Business schools today talk passionately about entrepreneurship, yet the energy in many classrooms tells another story. Recently, when I was invited—at very short notice—to teach a session on the MSME startup ecosystem and share my own journey, I entered the lecture hall with optimism, expecting curiosity, debate, and idea-driven enthusiasm. Instead, I saw something else: the new generation listens attentively, but rarely interacts; they absorb the content but hesitate to discuss; they attend the class but avoid engaging with opportunities right in front of them.

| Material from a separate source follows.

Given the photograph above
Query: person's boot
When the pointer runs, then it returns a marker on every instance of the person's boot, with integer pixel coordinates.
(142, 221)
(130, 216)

I opened just the first slide and chose to speak without PPTs, walking them through real startup cases, MSME struggles, my own entrepreneurial risks, early failures, and the long hours required to build anything meaningful. Yet even with repeated encouragement, only a handful of students raised questions or engaged in meaningful conversation. It made me reflect deeply on a contradiction: business schools celebrate innovation, yet the students inside them seem cautious, constrained, and risk-averse.
A quiet truth emerges — education loans may be silently shaping career choices, almost forcing students to prioritise job security over entrepreneurial exploration. The burden of repayment creates a psychological pressure that makes “risk” look dangerous, “startups” look unpredictable, and “ideas” feel like distractions from the urgent need for financial stability. Networking, experimentation, exploration — the building blocks of entrepreneurship — take a back seat. Students today want safe jobs not because they lack ambition, but because they cannot afford uncertainty.

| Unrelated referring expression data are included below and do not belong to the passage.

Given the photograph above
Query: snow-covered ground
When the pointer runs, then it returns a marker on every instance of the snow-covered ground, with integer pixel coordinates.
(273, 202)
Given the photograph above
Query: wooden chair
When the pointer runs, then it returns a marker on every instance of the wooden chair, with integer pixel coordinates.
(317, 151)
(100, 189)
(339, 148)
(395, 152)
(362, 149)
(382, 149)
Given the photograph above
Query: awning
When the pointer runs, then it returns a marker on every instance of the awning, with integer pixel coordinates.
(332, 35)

This doesn’t mean talent is missing. It simply means the system is conditioning students to optimise for survival rather than innovation. A student with a ₹10–20 lakh loan considers EMI before ideas. They cannot experiment freely. They cannot fail safely. They cannot afford the “garage startup phase” that global founders once enjoyed.
The result? Business schools produce excellent managers but hesitant founders. A nation with the world’s youngest population risks losing its entrepreneurial spark to the pressure of monthly repayment cycles. If India wants more startups, it must create a financial ecosystem where a 23-year-old can dream without fear.
This moment reminded me that ideas are not missing. The freedom to chase them is.